# Project Scenario:
An international firm that is looking to expand its business in different countries across the world has recruited you. You have been hired as a junior Data Engineer and are tasked with creating an automated script that can `extract the list of all countries in order of their GDPs in billion USDs (rounded to 2 decimal places), as logged by the International Monetary Fund (IMF).` Since IMF releases this evaluation twice a year, this code will be used by the organization to extract the information as it is updated.<br>

The required data seems to be available on the URL mentioned below:<br>

URL 'https://web.archive.org/web/20230902185326/https://en.wikipedia.org/wiki/List_of_countries_by_GDP_%28nominal%29'<br>

The required information needs to be made accessible as a `CSV` file `Countries_by_GDP.csv` as well as a table `Countries_by_GDP` in a database file `World_Economies`.db with attributes `Country` and `GDP_USD_billion`.<br>

Your boss wants you to demonstrate the success of this code by running a query on the database table to display `only the entries with more than a 100 billion USD economy`. Also, you should log in a file with the entire process of execution named `etl_project_log.txt`.<br>

You must create a Python code `etl_project_gdp.py` that performs all the required tasks.<br>

In [1]:
# Standard Libraries
import sqlite3
from datetime import datetime # import this for the time stamp fuction
import os

# third party
import requests
from bs4 import BeautifulSoup
import pandas as pd
import numpy as np

## Declare the Attributes

In [2]:
url = 'https://web.archive.org/web/20230902185326/https://en.wikipedia.org/wiki/List_of_countries_by_GDP_%28nominal%29'
table_attribs = ['Country', 'GDP_USD_millions']
db_name = 'World_Economies.db'
table_name = 'Countries_by_GDP'
csv_path = os.path.join('Countries_by_GDP.csv')

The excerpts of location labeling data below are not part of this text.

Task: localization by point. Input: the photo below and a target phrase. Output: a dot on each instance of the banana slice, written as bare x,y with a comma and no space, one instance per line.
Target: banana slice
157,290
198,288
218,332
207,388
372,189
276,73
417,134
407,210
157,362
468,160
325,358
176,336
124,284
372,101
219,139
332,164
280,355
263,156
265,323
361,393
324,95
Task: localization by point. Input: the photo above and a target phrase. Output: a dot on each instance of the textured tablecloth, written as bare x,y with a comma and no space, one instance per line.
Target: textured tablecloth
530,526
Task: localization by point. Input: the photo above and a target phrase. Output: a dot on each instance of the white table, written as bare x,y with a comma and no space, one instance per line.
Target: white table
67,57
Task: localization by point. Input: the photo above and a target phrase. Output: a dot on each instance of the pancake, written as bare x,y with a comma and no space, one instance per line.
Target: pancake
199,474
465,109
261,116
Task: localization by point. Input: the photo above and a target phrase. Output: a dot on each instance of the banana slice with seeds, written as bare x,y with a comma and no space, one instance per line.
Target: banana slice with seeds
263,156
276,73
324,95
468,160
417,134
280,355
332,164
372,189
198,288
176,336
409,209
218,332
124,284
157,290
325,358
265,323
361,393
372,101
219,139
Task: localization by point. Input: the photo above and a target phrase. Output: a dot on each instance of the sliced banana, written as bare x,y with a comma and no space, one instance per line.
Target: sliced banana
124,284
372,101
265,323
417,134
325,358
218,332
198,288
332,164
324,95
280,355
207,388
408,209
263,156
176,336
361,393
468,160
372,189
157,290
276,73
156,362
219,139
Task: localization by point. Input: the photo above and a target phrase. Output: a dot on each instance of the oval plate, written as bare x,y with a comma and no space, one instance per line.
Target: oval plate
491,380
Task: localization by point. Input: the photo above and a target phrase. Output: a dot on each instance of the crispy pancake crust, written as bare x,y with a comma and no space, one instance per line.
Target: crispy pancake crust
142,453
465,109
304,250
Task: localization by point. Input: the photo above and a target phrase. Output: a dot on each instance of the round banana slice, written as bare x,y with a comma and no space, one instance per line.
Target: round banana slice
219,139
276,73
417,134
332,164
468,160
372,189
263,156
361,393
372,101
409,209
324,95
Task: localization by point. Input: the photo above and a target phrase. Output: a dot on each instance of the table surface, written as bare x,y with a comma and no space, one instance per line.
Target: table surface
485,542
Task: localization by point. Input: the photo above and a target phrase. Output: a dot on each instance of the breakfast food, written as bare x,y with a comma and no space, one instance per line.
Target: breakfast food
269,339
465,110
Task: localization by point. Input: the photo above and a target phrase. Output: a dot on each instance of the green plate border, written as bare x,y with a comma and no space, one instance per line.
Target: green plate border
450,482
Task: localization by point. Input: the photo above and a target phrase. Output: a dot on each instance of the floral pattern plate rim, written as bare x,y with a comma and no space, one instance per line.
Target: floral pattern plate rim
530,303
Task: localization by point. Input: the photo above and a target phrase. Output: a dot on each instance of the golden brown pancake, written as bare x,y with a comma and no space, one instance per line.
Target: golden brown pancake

## Extracting information using the web scraping process
Inspect the URL and note the position of the table. Note that even the images with captions in them are stored in tabular format. Hence, in the given webpage, our table is at the third position, or index 2. Among this, we require the entries under 'Country/Territory' and 'IMF -> Estimate'.<br>

Note that there are a few entries in which the `IMF estimate` is shown to be `—`. Also, there is an entry at the top named `World`, which we do not require. Segregate this entry from the others because this entry does not have a hyperlink and all others in the table do. So you can take advantage of that and access only the rows for which the entry under `Country/Terriroty` has a hyperlink associated with it.<br>

Note that '—' is a special character and not a general hyphen, '-'. Copy the character from the instructions here to use in the code.<br>


In [7]:
def extract(url, table_attribs):
    ''' This function extracts the required
    information from the website and saves it to a dataframe. The
    function returns the dataframe for further processing. '''
    
    page = requests.get(url).text # Extract the web page as text
    data = BeautifulSoup(page, 'html.parser') # Parse the text into an HTML object.
    df = pd.DataFrame(columns=table_attribs) # Create an empty pandas DataFrame named df with columns as the table_attribs.
    tables = data.find_all('tbody') # Extract all 'tbody' attributes of the HTML object 
    rows = tables[2].find_all('tr') # and then extract all the rows of the index 2 table using the 'tr' attribute.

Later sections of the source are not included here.